Zarówno pierwsze jak i drugie wg. mnie smiesznie tanio.. W bdg ceny zaczynają się od 50zł do np. 190 w salonie peugeot.. heh
A te wskaźniki - to może być wszystko ;)
-
Pewnie doładowanie, i ciśnienie. Ktoś sobie dołożył.
-
oprócz tego ktoś jeszcze dołożył tarcze na tył gdzie standardowo były bębny. warto się interesować takim modzonym autem?
-
Cytat:
Napisał
boch
warto się interesować takim modzonym autem?

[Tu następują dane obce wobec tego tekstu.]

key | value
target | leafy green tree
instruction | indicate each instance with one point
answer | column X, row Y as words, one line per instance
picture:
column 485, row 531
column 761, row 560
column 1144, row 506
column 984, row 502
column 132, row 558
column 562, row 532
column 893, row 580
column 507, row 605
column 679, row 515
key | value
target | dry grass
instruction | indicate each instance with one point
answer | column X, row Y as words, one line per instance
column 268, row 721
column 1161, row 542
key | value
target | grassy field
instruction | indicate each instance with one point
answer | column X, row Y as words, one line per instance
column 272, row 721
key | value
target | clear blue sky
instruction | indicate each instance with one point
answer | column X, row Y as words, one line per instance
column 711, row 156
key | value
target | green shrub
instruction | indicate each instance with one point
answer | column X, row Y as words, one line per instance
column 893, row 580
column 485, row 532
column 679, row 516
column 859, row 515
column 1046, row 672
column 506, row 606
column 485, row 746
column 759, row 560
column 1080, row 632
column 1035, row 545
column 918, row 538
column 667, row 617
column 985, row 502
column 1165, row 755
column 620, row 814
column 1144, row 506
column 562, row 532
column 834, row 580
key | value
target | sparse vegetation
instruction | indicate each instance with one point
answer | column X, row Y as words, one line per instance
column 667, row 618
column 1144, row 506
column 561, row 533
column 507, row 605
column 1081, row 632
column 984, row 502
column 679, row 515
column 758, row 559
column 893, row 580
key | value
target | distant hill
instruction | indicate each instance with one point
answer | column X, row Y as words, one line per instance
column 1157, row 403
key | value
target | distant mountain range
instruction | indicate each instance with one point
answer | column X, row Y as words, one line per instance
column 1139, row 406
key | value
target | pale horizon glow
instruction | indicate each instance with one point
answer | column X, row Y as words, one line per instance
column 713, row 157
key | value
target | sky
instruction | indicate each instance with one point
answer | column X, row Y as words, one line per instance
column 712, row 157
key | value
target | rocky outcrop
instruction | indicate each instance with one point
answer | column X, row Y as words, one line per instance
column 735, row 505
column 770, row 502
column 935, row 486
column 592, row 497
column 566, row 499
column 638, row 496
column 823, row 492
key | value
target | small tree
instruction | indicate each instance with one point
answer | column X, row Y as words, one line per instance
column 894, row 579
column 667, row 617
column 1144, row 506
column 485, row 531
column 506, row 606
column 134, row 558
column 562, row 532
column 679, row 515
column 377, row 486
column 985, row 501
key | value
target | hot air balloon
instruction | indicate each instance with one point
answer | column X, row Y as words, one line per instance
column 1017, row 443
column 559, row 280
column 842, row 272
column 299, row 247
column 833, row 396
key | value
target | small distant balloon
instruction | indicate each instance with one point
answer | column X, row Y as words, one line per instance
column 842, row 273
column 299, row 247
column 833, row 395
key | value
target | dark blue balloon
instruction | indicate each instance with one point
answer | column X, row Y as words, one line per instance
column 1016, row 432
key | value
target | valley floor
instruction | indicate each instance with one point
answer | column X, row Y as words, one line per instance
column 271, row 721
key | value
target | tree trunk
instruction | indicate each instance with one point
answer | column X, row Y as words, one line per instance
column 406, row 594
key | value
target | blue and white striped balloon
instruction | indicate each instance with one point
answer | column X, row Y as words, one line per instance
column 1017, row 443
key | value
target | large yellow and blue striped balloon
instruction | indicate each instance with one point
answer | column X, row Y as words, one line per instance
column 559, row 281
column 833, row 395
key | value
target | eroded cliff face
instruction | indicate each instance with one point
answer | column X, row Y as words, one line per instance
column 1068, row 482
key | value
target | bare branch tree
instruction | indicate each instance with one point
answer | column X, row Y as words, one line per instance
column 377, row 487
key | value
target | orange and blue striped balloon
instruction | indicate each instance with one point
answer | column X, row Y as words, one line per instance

To chyba zależy - jak jakieś auto klubowe i można poczytać co było robione i jak to czemu nie..
-
Ciekawe fajne miejsce w stilo tylko juz kubka z kawą nie położy. hehe
-
-
Boch co ty tak narzekasz na 1,6 16V najlepsze silniczki i sterowniki nie ma się co psuć.Ja drugim samochodem śmigam w takiej konfiguracji i jest super.Kiedys miałem kłopot z falującymi obrotami i żadne podłączenie pod kompa nic nie dało.Dopiero drogą eksperymentów i błędów wyeliminowałem wszystkie możliwe awarie i padło na główny przekaźnik zasilający komputer pokładowy i pompę paliwa.10 minut z drobnym papierem ściernym i samochodzik chodził jak brzytwa.
-
A ja się przymierzam do sprzęgła. Niestety powoli już chyba się kończy. Co jak co, swoje zrobiło. Kompletuje części i może jak wybije wolne w następny piątek (16.08) to oddam do mechanika ;) Sam się nie porywam na wymianę sprzęgła.